Modeling of germanium-based Perovskite Solar Cell for different hole transport materials and defect density

Abstract

The performance of four distinct materials (organic and inorganic) was simulated and analyzed as hole transport layer (HTL) in the design of germanium (Ge)-based Perovskite Solar Cell (PSC). A 1-dimensional numerical software (SCAPS 1-D) has been applied to simulate the HTL candidates: spiro-OMeTAD, PTAA, nickel oxide (NiO), and copper (I) thiocyanate (CuSCN), with tin (IV) dioxide (SnO2) as the electron transport layer (ETL). The thickness of the methylammonium germanium iodide (CH3NH3GeI3) absorber varied from 300 nm to 1100 nm, and the highest simulated power conversion efficiency was achieved at 800 nm for all HTL candidates.
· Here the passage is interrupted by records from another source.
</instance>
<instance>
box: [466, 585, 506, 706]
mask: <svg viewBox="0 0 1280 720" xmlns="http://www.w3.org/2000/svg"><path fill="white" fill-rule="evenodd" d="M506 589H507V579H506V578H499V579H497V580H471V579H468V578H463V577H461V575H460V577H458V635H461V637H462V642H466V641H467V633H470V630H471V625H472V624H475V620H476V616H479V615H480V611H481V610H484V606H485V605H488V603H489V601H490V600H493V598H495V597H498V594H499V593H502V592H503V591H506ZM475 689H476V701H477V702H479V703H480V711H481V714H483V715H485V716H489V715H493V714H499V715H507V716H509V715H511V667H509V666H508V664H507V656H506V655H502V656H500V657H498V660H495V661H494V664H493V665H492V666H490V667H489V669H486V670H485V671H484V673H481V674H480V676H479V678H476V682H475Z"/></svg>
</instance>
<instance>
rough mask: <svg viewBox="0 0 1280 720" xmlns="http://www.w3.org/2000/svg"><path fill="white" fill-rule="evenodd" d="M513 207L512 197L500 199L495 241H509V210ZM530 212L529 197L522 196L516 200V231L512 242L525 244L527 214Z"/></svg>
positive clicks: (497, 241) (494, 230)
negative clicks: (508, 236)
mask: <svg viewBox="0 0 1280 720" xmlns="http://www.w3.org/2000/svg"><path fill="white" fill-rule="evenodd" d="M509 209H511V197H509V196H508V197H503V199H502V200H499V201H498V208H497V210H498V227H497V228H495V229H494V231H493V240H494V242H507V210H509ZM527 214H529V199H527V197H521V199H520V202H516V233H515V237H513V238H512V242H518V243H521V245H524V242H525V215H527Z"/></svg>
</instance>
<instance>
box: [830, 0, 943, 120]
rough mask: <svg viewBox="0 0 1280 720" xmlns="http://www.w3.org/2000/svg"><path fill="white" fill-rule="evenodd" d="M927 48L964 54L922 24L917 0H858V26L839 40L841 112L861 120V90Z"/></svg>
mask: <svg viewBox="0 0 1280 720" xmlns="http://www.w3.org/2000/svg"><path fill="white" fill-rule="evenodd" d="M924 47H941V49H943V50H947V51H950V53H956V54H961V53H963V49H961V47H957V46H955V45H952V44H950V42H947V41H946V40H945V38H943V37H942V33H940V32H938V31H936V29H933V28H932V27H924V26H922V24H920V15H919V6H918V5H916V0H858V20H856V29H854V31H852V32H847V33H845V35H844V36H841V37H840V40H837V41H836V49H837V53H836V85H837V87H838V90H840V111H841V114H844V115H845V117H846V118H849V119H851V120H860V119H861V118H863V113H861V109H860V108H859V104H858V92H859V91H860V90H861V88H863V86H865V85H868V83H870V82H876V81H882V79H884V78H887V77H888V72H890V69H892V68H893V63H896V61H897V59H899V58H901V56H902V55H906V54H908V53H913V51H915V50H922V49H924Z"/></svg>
It was observed that the inorganic CuSCN outperformed its counterparts with a power conversion efficiency (PCE) of 25.38%. The effect of the perovskite absorber’s defect density was investigated, and ultimately, it was demonstrated that this value is disproportionately related to the PCE. A reduction of nearly 98% in PCE was recorded when the defect density increased from 1×1014 cm-3 to 1×1020 cm-3. Additionally, for a constant ETL thickness of 80 nm, it was revealed that the PCE would decrease slightly, ranging from 0.1% to 0.3%, with an increase in HTL thickness from 50 nm to 300 nm. Comparing the PCE of our current work with published reports further justifies its competitiveness.